Projects • Juliano Garcia

Projects

A Study on Gradient Boosting Classifiers

My undergraduate thesis with an experimental analysis of LightGBM hyperparameters in classification models

Gradient Boosting Machines (GBMs) is a supervised machine learning algorithm that has been achieving state-of-the-art results in a wide range of different problems and winning machine learning competitions. When building any machine learning model, the hyperparameter optimization can become a costly and time-consuming task depending on the number and the hyperparameter space of the tuning procedure. Machine learning users that are not experienced researchers or data science professionals can struggle to define which hyperparameters and values to choose when starting the model tuning, especially with newer GBMs implementations like the XGBoost and LightGBM library. In this work, a large-scale experiment with 70 datasets is conducted using the OpenML platform, measuring the sensitivity of binary classifiers evaluation metrics to changes in three LightGBM hyperparameters.

A solid statistical framework is applied to the study results, analyzing the behavior from three different viewpoints: results by hyperparameters, results by characteristics of the dataset and results by performance metric. The carried out experiments indicate insightful relationships of the hyperparameters in gradient boosting classifiers, uncovering which combinations of hyperparameters resulted in models with the highest change in the metrics from the baseline, what metrics are most sensitive and which characteristics of the studied datasets stood out. These results are hereby here presented to facilitate the model building of gradient boosting classifiers for machine learning users.
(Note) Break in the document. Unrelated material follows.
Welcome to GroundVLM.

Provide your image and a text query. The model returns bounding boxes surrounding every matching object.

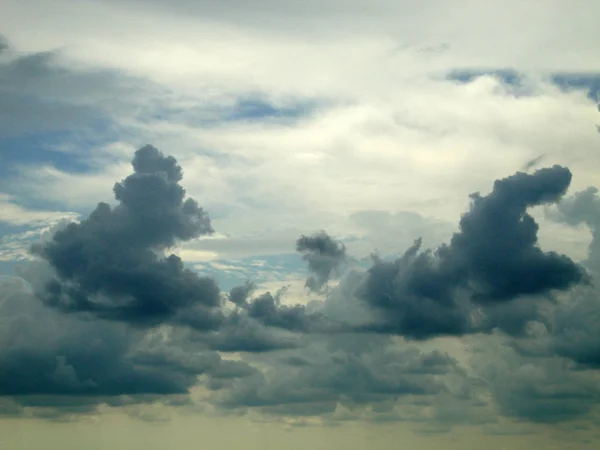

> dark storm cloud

Women's Shoes Prices - Kaggle EDA Exploratory data analysis of the Dataset 'Women's Shoes Prices' by Datafiniti Company

The purpose of this project is to study the Women’s Shoes Prices dataset from Kaggle, which contains a list of women’s shoes and the prices they were sold. The data was originally made available at Kaggle by the Datafiniti Company. This project was done mainly to showcase some basic EDA techniques (like histograms and ECDF) but at the same time diving deep into more complicated business questions, e.g. using Fuzzy matching to find out the most popular shoe colors in the dataset.

Snacker - AI Recommender System A snack recommendation service (using collaborative filtering), that recommends snacks based on your personal taste and geolocation

Snacker is a full-fledged social network for snack lovers all over the world. The website itself was built using the Flask library for the back-end, and the recommendation engine was implemented using a specific collaborative filtering technique called Matrix Factorization. The data was stored using MongoDB for prototyping and testing, more details about the methodology can be found here.

Incognito Search - Chrome Extension Incognito search extension for Chrome. Just right click and search directly on incognito mode.

Simple Chrome Extension that searches in an Incognito window for the selected text. Built using Javascript.

Movies Ontology - iMDb Ontology, parser and system modeling in description logic (DL) for movies

A knowledge-based systems is an area of study in artificial intelligence which tries to capture human knowledge (which usually are experts in the system) and embedded them into rules in a system. In this specific project iMDb data was used to create an ontology of movies, by parsing iMDb datasets and adding them into the ontology. The modelling of the ontology was made with Protégé, an open-source ontology editor, using a Description Logic called the Web Ontology Language (OWL).

2nd website version My second website, implemented using Jekyll

This was my second website, where I used Jekyll to write a few blog posts.

Law of Large Numbers Simulator Bernoulli's theorem Simulator (Weak Law of Large Numbers)

This is a project to demonstrate in graph plotting and real data, Weak Law of Large numbers, which is a very useful Theorem used in statistics. As our website says: " In practice, it (the Weak Law of Large Numbers) dictates that, if repeated enough times, the accumulate results of the same experiment will tend to its real mathematical probabilities.”

The website plots in real time the graph of throwing a dice or a coin the number of times the user specifies, so it’s completely interactive, and the user have fully control over the start number, the amount of throws to perform, and even the speed of the plot. Also, the library that we use (Canvas JS) allow the user to see in real time the convergence of the probability. It was developed in partnership with Pedro Pereira in 2016.

1st website version My first personal website (in PHP)

This was my first website. You can check it out for more projects related to my programming work at high school.